- © Forms of Ownership
- Care Manifesto © Forms of Ownership
Care is a defining characteristic that separates humans from machines. Forms of Ownership looked at different aspects of care in three works:
The Care Manifesto: Proposal for an Exhibition A model for a parallel currency to promote a case based economy (Vienne Chan, Boris Oicherman)
Money is not a fixed object; it is a representation of rights to resources, and as such it is a social medium. It is a medium that shapes much of society. This project approaches money as an artistic medium and constructs a model for a care-based economy, with a specific focus on financing elderly care.
Approaching money as an allocation of rights rather than as an object, we look beyond zero sum narratives towards how care could be better economically represented, and perhaps even re-define the economic stories that shape much of our social lives. We look at how social relationships can be organised for a successful parallel currency to address the lack of financing care work receives. Money as an allocation of rights to resources is more than just a medium of exchange and trade; we must look beyond private interests towards the relationship between money and public social infrastructure.

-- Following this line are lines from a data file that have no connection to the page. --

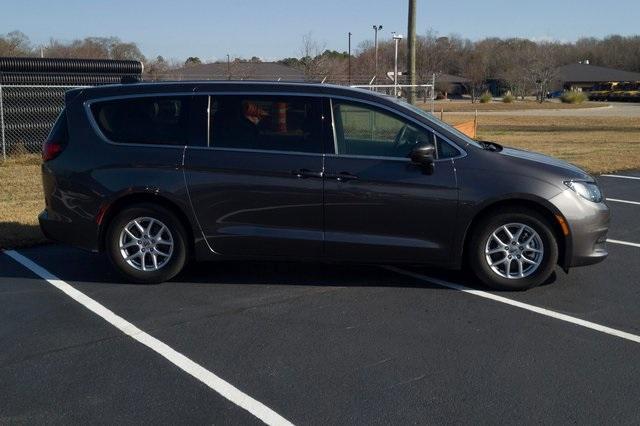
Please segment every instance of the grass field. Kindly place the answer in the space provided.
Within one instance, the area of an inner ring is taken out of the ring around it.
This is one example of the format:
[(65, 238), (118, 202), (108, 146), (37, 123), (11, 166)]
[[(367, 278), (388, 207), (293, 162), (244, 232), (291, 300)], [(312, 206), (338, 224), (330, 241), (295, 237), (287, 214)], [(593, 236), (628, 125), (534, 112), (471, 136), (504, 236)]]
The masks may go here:
[[(469, 115), (445, 114), (458, 124)], [(640, 168), (640, 118), (627, 117), (478, 117), (478, 139), (541, 152), (591, 173)]]
[[(469, 115), (445, 114), (452, 124)], [(542, 152), (591, 173), (640, 168), (640, 118), (482, 115), (479, 139)], [(44, 201), (40, 157), (0, 162), (0, 248), (44, 242), (37, 215)]]
[[(430, 103), (419, 103), (418, 106), (426, 110), (431, 109)], [(532, 109), (543, 110), (564, 110), (564, 109), (583, 109), (583, 108), (602, 108), (607, 107), (608, 104), (604, 102), (584, 102), (582, 104), (563, 104), (561, 102), (543, 102), (539, 103), (533, 100), (516, 101), (510, 104), (505, 104), (501, 101), (493, 101), (486, 104), (476, 102), (472, 104), (468, 100), (464, 101), (436, 101), (435, 112), (473, 112), (478, 110), (482, 111), (523, 111)]]
[(40, 156), (0, 161), (0, 249), (44, 242), (38, 227), (43, 208)]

Instructions for Proper Care Care as physical embodiment beyond codification (Alan Cunningham)
Beyond the economic or legal framework for elevating the act of care is an unquantifiable aspect, an aspect that cannot be codified – perhaps an aspect best defined only in opposition to legal or economic regimes, and thus requiring their framework in any event. How do we prepare for acceptance of care given, something equally as problematic given the societal mythologies of autonomy, independence, etc, so deeply embedded in constructions of the self and the econo-legal framework. By a respectful reaction against econo-legal protection and in exploring the embodied act of care given and accepted in the context of everyday interactions/reaction toward, for example, limb impairment (and the important aspect of requirement/expectation of dexterity) we hope to present some alternate understandings of care as embodied act per se.
Propaganda Office The influence of narratives on economics and in turn, people’s capacity for care (OPA)
The project analyzes and develops propaganda mechanisms as tools that could function and be applied in the context of care as common good. We explore how narratives can transform individually driven action into a socially beneficial outcome.